Deciding which standards to use
Strictly speaking, standards may only be used to support CE marking on a product if they are harmonised and their number and title has been published in the Official Journal of the European Communities. In practice, manufacturers often cannot afford to wait for standards to be published before they have to ship product so with assistance from companies like Conformance it is possible to create a set of criteria which closely match those which will eventually appear in the relevant standard(s) and which can be used to assess whether or not the product can be CE marked.
Finding out which standards have been published is not always straightforward, since sometimes the title of the standard does not make it obvious that it applies to a particular product. For instance, EN953 which is concerned with the safety of machine guards applies to almost all machinery, but if a search is done which looks for standards whose titles contain the name of a particular type of machinery this standard might not be found.
The British Standards Institute have an on-line catalogue of standards complete with prices. This is, in effect, a comprehensive list of all the English language versions of published Euronorms. Also very useful is the European Commission's list of harmonised standards which is categorised by the Directives under which they are harmonised.
People often ask where standards can be obtained - in particular they look for web-sites where standards can be downloaded off the internet or WWW. While there is some small amount of standards related information in the Web, unfortunately little is available for free. The process of writing standards is extremely expensive, and since few (if any) standards bodies are subsidised by their government to any great degree, it is necessary for them to recoup the costs of standards making in the prices of the standards they sell.
Buying a standard is one way in which a company or individual can contribute towards the making of new standards.
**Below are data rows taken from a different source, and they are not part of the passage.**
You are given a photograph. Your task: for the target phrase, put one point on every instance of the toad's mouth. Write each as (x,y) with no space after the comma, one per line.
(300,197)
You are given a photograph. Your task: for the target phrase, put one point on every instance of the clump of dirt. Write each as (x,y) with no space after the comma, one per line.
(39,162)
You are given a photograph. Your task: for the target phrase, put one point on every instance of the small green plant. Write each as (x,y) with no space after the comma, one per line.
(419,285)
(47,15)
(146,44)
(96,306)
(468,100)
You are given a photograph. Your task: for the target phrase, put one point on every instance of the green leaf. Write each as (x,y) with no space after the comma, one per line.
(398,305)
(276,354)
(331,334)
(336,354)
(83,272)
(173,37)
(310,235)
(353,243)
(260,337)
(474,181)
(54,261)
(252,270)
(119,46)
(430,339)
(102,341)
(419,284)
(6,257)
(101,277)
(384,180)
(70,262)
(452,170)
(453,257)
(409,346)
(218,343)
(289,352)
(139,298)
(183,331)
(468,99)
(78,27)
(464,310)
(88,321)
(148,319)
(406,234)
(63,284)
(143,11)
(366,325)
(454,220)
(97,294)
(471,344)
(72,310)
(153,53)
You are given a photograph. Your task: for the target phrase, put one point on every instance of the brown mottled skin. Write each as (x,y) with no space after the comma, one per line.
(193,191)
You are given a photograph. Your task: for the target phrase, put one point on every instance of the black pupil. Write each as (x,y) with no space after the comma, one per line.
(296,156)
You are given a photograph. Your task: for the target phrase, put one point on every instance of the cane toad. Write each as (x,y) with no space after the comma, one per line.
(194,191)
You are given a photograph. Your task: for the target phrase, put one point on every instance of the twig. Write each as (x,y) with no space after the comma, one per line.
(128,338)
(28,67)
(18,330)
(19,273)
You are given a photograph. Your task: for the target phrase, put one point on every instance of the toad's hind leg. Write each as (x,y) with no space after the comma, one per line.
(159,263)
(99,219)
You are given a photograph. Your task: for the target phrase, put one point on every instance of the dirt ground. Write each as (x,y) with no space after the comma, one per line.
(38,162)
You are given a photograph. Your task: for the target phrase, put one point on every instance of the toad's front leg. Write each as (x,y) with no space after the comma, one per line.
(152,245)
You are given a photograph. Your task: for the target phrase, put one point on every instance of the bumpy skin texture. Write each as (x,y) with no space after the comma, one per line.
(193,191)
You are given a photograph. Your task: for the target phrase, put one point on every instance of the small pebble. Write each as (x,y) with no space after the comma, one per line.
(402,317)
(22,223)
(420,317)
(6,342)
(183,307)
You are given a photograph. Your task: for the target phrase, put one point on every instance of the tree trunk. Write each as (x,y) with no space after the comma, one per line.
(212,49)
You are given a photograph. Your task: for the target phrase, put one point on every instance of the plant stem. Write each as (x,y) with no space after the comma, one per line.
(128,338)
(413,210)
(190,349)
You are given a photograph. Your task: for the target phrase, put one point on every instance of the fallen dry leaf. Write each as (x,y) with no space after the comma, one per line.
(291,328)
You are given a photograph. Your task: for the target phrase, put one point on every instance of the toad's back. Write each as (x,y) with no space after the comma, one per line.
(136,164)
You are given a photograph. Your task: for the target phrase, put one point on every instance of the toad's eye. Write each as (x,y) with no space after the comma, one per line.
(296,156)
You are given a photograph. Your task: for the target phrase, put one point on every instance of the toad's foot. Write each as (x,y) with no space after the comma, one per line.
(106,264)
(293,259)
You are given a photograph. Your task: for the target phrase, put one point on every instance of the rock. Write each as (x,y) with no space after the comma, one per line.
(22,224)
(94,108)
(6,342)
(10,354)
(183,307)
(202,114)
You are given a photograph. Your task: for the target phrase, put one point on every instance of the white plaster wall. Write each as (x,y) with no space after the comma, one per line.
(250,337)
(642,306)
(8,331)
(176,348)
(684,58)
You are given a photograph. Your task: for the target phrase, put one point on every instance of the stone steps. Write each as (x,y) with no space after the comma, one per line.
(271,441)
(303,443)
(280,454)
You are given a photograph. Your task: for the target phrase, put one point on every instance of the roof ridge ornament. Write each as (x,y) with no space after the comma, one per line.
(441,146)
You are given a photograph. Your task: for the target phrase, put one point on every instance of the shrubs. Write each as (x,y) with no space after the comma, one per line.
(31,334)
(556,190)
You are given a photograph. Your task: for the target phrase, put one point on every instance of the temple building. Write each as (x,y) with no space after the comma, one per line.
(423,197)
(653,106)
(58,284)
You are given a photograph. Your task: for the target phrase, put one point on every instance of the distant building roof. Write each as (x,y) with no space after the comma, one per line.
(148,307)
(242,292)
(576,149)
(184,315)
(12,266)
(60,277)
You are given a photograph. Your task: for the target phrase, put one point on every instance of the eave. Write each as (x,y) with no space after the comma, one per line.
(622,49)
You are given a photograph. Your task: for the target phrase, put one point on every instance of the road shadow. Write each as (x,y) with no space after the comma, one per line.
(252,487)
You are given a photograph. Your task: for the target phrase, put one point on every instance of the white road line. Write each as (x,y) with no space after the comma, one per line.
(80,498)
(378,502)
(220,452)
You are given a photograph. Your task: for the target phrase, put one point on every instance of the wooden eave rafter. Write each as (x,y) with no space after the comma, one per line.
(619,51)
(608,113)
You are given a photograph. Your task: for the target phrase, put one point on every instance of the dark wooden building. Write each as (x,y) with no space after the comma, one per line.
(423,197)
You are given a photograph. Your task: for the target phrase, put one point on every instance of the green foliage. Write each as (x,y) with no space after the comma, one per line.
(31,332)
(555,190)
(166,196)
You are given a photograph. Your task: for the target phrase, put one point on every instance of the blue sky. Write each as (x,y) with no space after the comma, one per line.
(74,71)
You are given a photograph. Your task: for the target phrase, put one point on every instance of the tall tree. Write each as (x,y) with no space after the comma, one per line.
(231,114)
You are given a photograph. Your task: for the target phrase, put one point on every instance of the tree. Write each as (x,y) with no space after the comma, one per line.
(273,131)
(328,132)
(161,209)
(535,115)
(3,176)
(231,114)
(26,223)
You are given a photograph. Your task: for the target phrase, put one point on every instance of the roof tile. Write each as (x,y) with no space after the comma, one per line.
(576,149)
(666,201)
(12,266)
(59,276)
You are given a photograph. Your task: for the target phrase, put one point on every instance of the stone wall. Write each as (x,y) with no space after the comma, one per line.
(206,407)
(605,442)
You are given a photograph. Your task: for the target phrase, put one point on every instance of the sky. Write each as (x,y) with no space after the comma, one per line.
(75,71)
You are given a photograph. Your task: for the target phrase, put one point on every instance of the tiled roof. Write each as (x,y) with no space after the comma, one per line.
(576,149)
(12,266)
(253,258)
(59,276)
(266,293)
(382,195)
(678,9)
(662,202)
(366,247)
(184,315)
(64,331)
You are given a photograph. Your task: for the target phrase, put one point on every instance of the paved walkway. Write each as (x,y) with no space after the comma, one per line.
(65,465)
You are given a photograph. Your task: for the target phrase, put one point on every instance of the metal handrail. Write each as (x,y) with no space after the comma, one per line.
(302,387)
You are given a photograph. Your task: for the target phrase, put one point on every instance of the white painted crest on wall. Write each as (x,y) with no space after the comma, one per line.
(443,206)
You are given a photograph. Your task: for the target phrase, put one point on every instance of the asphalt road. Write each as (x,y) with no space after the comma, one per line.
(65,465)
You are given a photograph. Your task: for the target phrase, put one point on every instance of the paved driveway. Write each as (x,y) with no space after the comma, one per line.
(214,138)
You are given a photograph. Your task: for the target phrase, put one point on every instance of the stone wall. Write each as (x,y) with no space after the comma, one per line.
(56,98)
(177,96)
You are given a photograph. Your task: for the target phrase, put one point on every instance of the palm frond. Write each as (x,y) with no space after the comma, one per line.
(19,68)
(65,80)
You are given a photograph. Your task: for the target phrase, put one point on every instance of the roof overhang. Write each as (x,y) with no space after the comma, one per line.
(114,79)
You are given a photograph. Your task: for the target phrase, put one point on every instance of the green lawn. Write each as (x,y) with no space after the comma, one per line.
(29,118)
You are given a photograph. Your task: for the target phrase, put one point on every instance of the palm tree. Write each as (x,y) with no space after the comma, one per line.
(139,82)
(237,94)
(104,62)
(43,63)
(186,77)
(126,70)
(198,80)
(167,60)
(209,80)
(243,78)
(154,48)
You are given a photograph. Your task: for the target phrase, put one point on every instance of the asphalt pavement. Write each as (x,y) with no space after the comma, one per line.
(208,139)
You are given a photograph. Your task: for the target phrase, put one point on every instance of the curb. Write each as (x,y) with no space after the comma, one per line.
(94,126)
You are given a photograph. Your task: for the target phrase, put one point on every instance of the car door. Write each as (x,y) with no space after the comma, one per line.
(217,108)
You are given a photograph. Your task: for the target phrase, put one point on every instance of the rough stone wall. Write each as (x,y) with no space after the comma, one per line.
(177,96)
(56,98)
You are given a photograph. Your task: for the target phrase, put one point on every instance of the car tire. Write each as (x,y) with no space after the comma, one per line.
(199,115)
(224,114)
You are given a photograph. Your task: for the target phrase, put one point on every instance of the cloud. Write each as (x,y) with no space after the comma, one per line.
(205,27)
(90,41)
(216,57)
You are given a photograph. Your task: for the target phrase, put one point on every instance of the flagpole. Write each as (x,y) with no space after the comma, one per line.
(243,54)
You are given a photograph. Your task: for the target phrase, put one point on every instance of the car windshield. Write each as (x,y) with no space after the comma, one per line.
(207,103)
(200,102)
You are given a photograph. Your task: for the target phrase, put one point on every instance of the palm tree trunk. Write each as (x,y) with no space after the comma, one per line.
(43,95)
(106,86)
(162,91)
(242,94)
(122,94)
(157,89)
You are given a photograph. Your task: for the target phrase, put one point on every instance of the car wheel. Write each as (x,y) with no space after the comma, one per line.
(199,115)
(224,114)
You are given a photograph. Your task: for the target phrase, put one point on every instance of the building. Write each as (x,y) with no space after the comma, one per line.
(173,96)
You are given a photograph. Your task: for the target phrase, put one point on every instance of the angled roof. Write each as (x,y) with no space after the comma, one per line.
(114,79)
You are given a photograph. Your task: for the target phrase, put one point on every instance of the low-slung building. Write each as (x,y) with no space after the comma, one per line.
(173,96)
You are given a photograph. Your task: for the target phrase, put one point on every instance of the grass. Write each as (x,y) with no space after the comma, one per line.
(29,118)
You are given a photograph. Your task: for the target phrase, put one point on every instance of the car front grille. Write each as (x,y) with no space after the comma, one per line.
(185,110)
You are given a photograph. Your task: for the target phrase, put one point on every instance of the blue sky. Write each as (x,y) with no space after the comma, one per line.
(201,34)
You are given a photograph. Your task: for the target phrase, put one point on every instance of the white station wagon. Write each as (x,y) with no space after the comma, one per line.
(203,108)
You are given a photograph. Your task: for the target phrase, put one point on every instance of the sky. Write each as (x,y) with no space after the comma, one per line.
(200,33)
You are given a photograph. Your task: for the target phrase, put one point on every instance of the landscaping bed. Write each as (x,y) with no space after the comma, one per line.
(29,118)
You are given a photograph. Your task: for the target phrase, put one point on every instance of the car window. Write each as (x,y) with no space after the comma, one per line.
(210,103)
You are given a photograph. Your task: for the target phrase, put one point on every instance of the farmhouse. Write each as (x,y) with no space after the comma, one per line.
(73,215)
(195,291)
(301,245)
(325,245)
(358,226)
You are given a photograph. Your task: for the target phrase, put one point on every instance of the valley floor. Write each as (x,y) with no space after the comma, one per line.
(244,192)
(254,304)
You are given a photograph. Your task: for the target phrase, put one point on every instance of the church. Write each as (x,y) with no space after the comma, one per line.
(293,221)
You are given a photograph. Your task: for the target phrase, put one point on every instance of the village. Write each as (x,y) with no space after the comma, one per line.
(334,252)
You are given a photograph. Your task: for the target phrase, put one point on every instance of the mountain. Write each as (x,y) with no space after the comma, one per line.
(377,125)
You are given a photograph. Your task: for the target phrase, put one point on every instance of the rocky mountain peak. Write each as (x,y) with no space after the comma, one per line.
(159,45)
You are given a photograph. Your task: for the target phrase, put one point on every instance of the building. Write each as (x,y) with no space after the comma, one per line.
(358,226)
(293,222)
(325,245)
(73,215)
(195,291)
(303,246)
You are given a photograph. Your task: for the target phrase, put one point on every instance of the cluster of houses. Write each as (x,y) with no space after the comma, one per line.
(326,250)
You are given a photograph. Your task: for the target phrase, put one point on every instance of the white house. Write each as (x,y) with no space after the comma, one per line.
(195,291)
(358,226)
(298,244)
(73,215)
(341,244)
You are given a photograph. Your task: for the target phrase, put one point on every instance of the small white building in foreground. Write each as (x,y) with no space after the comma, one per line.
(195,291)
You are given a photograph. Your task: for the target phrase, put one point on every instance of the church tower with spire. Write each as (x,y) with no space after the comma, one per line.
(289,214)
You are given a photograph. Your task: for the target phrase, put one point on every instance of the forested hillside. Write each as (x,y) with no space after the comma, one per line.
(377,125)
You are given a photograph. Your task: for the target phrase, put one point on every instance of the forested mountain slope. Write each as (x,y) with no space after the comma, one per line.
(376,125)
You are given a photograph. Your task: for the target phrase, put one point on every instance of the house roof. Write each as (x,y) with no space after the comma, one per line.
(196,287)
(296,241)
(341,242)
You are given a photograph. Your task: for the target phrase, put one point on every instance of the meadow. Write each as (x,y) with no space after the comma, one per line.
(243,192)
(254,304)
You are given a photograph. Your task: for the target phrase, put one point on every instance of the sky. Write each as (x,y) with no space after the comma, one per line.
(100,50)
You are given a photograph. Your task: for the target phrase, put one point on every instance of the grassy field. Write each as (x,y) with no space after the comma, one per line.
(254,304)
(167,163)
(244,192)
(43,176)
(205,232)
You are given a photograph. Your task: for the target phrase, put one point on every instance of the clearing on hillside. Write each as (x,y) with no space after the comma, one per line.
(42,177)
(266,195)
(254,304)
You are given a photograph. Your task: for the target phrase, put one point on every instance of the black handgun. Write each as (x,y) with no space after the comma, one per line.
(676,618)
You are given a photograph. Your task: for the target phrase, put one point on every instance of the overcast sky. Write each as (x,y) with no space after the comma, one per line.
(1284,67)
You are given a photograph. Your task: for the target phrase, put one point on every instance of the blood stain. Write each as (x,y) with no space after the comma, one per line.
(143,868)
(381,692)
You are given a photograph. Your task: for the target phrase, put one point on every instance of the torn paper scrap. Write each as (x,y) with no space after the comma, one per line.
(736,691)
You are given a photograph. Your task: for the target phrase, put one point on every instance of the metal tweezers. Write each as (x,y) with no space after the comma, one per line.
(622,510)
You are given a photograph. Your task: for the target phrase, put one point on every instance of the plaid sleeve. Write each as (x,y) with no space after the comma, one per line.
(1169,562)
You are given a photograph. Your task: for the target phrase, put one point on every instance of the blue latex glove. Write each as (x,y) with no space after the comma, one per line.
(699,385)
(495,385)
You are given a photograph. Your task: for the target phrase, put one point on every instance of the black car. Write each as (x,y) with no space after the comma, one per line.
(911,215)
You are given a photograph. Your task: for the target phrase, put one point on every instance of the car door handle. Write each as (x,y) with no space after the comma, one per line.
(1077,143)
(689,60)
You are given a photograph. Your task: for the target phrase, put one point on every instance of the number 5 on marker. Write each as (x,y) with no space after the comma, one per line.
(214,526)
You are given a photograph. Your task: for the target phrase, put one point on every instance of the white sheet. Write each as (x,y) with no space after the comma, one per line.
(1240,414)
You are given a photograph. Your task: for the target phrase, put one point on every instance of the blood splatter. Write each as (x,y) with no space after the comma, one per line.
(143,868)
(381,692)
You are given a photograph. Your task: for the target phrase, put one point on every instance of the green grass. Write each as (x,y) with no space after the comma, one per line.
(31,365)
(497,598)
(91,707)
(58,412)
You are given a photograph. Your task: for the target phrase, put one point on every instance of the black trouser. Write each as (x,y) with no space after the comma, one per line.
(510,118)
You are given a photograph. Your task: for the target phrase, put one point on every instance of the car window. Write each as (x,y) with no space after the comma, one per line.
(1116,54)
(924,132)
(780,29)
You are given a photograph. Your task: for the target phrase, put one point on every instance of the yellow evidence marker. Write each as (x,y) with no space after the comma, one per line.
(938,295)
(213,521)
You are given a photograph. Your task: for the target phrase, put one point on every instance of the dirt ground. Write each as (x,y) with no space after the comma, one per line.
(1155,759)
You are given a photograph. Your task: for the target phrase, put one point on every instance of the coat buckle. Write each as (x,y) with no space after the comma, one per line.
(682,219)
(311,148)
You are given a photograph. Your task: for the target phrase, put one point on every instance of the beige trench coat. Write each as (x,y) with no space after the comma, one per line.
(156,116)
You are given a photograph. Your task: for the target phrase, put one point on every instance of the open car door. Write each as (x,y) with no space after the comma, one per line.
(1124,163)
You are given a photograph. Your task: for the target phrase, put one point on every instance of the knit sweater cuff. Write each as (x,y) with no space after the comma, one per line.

All standards are copyright, and if you copy them illegally for free, you are not avoiding making a publisher or author richer, you are freeloading on the work of more responsible members of society who are prepared to face the real costs of their activities.
Some sites on the Web do allow standards to be downloaded with payment made by credit card. Unfortunately, few of the harmonized European standards are available in electronic format so it will normally be necessary to get these in conventional printed format. BSi are looking at delivery of standards by electronic means, but this is unlikely to be available to any great degree for some years.